12. UK - GCHQ. With priorities set by the UK’s National Security Strategy and the decisions of the National Security Council, chaired by the Prime Minister, as well as the Joint Intelligence Committee.
13. UK - NCA. The National Crime Agency houses the UK’s International Crime Bureaux including INTERPOL and EUROPOL. They manage the routine exchange of police and law enforcement information through these channels and provide access to international databases and capabilities.
https://www.nationalcrimeagency.gov.uk
14. US - ODNI. The Office of the Director of National Intelligence serves as the head of the U.S. Intelligence Community, overseeing and directing the implementation of the National Intelligence Program and acting as the principal advisor to the President, the National Security Council, and the Homeland Security Council for intelligence matters related to national security.
15. US - CIA. The Central Intelligence Agency provides intelligence on foreign countries and global issues to the president, the National Security Council, and other policymakers to help them make national security decisions.
16. US - NSA. The National Security Agency leads the U.S. Government in cryptology that encompasses both signals intelligence (SIGINT) insights and cybersecurity products and services.
17. US - FBI. The Federal Bureau of Investigation protect the U.S. from terrorist attacks, against foreign intelligence, espionage, and cyber operations.
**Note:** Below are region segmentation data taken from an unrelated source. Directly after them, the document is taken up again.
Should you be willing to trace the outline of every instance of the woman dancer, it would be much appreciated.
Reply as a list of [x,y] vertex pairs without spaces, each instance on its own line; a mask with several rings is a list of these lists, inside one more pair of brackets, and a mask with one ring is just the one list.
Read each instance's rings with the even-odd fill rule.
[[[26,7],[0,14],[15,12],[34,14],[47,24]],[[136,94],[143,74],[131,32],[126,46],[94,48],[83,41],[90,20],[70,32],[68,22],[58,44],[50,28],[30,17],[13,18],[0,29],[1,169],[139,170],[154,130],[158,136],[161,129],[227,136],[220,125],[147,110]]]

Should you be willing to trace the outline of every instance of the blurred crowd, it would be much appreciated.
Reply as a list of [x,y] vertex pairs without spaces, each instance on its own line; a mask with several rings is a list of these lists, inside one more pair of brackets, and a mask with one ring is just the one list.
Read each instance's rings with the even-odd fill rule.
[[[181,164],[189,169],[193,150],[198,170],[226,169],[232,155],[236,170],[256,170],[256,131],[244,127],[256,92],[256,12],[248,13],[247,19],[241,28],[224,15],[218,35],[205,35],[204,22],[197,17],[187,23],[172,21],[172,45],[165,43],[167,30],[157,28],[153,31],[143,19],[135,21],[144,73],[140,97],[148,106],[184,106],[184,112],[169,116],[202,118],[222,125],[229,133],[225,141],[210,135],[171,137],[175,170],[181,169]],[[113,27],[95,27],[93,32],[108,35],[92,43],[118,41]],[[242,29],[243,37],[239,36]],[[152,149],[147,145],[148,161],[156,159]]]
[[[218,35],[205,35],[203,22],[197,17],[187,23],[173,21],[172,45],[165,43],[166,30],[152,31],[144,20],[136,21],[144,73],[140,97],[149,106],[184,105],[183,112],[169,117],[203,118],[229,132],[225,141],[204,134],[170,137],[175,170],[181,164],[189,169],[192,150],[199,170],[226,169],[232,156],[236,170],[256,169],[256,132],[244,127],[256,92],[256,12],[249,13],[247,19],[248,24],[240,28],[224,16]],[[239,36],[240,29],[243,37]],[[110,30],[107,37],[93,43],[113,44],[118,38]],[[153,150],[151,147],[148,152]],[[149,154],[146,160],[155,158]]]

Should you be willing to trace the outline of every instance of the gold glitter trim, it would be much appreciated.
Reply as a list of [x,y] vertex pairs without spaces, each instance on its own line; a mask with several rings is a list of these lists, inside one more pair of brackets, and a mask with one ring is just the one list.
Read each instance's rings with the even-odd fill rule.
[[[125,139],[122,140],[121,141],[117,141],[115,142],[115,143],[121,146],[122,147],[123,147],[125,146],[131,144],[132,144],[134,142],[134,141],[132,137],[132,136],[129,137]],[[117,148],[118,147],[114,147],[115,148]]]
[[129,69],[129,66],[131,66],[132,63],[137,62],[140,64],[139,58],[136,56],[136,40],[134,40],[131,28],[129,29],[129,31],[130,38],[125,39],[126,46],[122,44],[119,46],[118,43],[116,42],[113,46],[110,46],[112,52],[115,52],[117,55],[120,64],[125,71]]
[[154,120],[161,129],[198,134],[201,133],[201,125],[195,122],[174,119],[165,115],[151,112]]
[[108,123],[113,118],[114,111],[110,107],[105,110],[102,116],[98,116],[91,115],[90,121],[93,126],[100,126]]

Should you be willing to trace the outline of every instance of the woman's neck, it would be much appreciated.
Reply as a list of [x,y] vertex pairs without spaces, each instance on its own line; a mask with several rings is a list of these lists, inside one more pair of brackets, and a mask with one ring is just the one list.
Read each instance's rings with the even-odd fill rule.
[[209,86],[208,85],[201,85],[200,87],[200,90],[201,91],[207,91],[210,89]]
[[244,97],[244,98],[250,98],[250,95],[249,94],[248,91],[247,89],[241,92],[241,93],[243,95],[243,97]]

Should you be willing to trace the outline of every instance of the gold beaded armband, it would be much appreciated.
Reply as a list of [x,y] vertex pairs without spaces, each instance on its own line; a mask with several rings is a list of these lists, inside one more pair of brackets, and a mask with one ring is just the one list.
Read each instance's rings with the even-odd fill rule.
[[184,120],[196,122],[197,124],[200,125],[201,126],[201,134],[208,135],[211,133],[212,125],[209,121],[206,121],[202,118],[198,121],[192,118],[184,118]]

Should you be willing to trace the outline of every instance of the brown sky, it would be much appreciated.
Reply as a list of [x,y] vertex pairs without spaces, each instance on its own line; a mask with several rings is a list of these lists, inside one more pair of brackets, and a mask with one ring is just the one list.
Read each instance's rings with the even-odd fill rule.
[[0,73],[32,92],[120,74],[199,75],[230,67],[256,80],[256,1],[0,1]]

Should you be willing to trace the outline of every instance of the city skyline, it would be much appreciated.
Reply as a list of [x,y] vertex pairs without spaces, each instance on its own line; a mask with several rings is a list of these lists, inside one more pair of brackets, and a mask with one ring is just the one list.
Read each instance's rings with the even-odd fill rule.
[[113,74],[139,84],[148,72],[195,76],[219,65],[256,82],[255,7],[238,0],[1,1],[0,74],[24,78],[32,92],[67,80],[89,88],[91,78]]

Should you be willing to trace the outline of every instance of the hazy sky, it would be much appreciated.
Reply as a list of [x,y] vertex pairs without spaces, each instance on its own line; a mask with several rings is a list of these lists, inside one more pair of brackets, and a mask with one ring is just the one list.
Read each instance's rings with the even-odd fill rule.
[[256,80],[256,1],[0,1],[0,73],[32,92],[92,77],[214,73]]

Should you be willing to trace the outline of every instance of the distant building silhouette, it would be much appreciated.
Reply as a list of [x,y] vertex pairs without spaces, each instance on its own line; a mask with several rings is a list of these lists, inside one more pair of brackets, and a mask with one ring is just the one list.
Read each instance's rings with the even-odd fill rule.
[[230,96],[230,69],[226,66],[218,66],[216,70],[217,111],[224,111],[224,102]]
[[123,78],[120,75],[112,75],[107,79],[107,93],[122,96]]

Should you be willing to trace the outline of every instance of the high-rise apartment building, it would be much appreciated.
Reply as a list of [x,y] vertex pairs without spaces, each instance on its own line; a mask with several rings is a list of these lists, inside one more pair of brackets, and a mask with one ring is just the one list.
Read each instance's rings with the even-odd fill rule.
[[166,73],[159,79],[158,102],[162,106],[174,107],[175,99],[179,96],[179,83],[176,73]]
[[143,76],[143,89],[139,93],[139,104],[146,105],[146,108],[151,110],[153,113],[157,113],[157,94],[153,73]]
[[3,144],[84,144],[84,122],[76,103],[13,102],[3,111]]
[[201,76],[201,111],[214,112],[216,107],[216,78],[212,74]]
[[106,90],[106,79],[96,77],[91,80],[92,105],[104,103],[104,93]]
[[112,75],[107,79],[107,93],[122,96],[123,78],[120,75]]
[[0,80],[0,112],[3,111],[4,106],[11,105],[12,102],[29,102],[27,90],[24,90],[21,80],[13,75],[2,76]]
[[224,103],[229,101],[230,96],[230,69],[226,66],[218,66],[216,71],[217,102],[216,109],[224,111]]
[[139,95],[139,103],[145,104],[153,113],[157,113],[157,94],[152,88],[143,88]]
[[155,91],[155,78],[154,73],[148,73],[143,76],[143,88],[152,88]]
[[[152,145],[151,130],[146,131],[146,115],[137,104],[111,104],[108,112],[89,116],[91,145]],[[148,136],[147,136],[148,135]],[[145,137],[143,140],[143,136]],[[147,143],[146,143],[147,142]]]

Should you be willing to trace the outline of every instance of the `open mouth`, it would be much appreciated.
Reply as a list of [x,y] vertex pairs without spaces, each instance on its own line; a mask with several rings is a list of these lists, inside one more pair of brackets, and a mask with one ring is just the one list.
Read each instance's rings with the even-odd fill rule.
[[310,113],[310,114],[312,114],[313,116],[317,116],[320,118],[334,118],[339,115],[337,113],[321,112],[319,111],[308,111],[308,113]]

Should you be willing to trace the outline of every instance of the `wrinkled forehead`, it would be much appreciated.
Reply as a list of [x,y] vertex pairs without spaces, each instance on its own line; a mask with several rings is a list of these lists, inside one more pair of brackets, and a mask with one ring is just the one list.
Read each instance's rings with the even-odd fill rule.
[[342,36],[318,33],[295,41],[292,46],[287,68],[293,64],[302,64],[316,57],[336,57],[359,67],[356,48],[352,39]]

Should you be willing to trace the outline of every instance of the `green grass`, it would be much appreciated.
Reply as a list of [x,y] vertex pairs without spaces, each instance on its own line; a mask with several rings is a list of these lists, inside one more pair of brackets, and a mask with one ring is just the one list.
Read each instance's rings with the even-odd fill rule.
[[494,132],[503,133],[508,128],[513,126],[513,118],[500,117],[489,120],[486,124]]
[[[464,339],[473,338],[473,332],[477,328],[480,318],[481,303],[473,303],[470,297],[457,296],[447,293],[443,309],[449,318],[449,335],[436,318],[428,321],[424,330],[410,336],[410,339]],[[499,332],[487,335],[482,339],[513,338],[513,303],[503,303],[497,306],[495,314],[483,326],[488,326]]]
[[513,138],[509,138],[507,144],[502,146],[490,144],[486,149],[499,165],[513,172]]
FBI combats significant cyber criminal activity.
18. Australia, ASIO. The Australian Security Intelligence Organisation protects Australia and its people from acts of foreign interference, attacks on Australia’s defence systems, espionage, politically motivated violence including terrorism, promotion of communal violence, sabotage, and serious threats to Australia’s border integrity.
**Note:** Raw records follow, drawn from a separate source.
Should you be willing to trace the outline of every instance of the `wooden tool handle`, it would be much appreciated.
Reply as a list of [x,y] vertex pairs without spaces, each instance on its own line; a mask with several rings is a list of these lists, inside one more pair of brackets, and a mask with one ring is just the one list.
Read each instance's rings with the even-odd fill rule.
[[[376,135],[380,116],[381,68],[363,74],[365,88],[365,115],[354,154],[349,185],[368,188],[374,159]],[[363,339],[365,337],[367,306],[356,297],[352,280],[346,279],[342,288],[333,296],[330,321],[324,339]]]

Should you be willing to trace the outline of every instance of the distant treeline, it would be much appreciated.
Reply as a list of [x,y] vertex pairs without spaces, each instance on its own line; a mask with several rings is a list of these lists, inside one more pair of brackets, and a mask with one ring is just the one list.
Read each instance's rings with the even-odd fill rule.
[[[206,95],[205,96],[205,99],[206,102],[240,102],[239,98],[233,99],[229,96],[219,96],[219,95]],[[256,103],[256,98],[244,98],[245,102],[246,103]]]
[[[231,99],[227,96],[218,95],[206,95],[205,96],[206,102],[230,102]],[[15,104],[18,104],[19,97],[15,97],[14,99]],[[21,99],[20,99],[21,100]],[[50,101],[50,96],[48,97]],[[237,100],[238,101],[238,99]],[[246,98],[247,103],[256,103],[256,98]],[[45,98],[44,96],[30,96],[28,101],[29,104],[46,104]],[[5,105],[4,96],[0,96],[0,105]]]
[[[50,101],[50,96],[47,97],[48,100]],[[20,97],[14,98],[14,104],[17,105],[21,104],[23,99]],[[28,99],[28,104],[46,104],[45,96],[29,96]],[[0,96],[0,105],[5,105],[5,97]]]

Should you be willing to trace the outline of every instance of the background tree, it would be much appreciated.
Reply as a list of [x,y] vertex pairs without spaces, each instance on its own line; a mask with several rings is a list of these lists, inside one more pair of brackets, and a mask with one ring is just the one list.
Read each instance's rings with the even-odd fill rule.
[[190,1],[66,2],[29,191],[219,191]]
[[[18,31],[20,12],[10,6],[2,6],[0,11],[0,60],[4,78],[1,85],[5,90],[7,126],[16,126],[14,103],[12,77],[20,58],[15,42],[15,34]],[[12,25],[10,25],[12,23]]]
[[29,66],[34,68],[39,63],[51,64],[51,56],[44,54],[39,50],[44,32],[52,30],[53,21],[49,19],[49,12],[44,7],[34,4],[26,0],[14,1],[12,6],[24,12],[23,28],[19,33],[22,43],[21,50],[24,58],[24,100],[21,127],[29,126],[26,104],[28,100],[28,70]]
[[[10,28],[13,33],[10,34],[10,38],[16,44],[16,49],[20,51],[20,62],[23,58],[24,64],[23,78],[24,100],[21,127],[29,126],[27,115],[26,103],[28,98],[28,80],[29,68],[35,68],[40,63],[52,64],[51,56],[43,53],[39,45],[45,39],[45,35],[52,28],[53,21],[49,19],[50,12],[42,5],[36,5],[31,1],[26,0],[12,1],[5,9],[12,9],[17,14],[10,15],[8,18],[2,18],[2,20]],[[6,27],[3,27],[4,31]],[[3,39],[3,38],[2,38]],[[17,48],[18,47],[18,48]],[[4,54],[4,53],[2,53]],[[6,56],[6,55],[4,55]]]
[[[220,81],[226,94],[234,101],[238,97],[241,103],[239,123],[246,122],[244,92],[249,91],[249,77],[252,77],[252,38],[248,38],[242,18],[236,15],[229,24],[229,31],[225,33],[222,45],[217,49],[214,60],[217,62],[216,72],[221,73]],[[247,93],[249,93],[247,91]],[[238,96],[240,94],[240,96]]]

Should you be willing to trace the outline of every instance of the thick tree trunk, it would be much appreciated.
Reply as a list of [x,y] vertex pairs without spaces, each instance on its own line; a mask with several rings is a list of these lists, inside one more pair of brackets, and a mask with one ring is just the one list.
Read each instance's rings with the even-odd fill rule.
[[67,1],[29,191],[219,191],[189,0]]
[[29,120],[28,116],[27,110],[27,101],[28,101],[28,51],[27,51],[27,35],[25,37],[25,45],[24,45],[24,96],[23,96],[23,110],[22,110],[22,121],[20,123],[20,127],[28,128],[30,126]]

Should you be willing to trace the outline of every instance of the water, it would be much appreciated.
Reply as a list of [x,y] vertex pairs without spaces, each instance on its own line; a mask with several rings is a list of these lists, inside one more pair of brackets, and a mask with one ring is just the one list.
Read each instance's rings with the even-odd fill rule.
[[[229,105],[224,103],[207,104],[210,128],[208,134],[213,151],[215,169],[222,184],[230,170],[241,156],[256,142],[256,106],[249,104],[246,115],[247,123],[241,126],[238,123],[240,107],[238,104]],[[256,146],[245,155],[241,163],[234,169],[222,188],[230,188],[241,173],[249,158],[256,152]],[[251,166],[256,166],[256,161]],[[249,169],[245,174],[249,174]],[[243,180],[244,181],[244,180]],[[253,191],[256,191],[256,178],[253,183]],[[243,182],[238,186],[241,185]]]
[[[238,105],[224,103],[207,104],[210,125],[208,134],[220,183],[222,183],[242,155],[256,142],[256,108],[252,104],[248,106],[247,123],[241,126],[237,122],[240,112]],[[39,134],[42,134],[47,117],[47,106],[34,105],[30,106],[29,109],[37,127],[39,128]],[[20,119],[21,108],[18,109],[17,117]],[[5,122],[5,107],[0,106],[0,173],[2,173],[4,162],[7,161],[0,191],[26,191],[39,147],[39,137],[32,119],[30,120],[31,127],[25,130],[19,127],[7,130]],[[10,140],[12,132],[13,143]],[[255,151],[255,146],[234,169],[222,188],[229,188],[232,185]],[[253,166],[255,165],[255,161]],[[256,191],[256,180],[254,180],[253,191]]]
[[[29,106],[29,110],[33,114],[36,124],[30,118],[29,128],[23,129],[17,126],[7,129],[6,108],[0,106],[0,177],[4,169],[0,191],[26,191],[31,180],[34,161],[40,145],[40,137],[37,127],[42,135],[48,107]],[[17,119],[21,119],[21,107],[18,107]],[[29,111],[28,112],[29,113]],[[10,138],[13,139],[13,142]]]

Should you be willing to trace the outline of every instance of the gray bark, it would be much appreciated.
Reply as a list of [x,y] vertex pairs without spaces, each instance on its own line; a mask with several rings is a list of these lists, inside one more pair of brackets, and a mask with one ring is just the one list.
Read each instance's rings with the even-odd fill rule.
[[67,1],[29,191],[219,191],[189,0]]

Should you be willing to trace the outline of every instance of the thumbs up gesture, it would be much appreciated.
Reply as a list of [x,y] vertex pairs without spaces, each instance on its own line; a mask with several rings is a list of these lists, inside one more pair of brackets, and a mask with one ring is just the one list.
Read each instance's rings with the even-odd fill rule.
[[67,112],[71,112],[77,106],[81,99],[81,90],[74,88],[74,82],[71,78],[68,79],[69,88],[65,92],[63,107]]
19. Australia, ONI. The Office of National Intelligence, following the passage of the Office of National Intelligence Act (2018), came into being on 20 December 2018. Represents a key component in the formation of Australia’s new National Intelligence Community (NIC), and is responsible for enterprise level management of the NIC, ensuring a single point of accountability to the Prime Minister and National Security Committee of Cabinet.
20. Australia, ASIS. The Australian Secret Intelligence Service is Australia's foreign intelligence collection agency. They collect and distribute secret foreign intelligence, information which would be otherwise unavailable to Australia, to protect Australia and its interests.